Participants were split into functions mirroring an actual organization such as marketing, sales, and finance. Theodros is serving as CEO. Fleshing out the target demographic, building a social media strategy, and developing a budget were challenging, but the biggest obstacle has involved communication.
“Since I’m new to the program, I don’t know my classmates,” Theodros said. “We all have different schedules and have had to figure out what forms of contact work best, like video calls, text messages, and emails.”
One of Theodros’ teammates is rising senior Jalyn Brooks. Since Brooks aspires to be an entrepreneur, the business simulation exercise has been super applicable. She cites a dining etiquette session with Erica Qualls-Battey, general manager of the Atlanta Marriott Marquis, as her most meaningful JAA experience thus far.
“We had a conversation over a five-course meal,” Brooks said. “She grew up in California and took a huge leap of faith by moving here. She has so much positive energy and an amazing personality.”
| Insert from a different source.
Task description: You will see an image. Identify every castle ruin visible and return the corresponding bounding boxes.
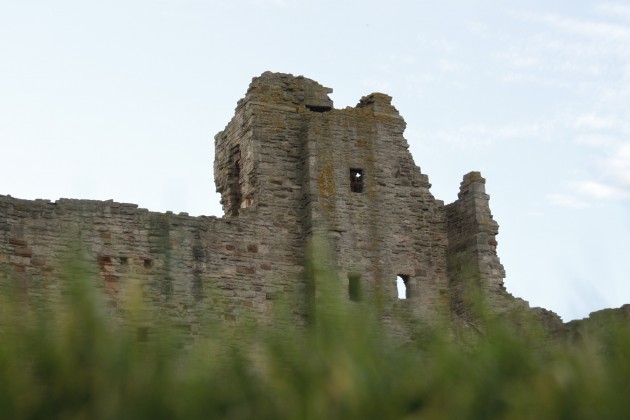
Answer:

What really sets the academy apart is the personal investment from Eric Joiner. Earlier this year, Joiner compiled a recommended reading list based on endorsements from his professional network, and purchased every JAA member the book of their choice. Brooks selected Dale Carnegie’s How to Win Friends and Influence People.
Rising junior Carlos Ojeda picked Clayton Christensen’s How Will You Measure Your Life?.
“Eric got to know me on a personal level,” Ojeda said. “His motto—‘Be All You Can Be’—resonates with me because I come from a low-income, single-parent household.”
Throughout his childhood, Ojeda’s mother worked nights and weekends. When he begged her to stay home, Ojeda’s mother claimed that if he earned As, she would get paid more. In high school, he finally realized she had lovingly tricked him into trying harder so he would have more options and, ultimately, a better life.
“My father isn’t in the picture,” Ojeda said. “Eric has become a father figure to me. He tells us he believes in us, and that’s the best gift a parent can give.”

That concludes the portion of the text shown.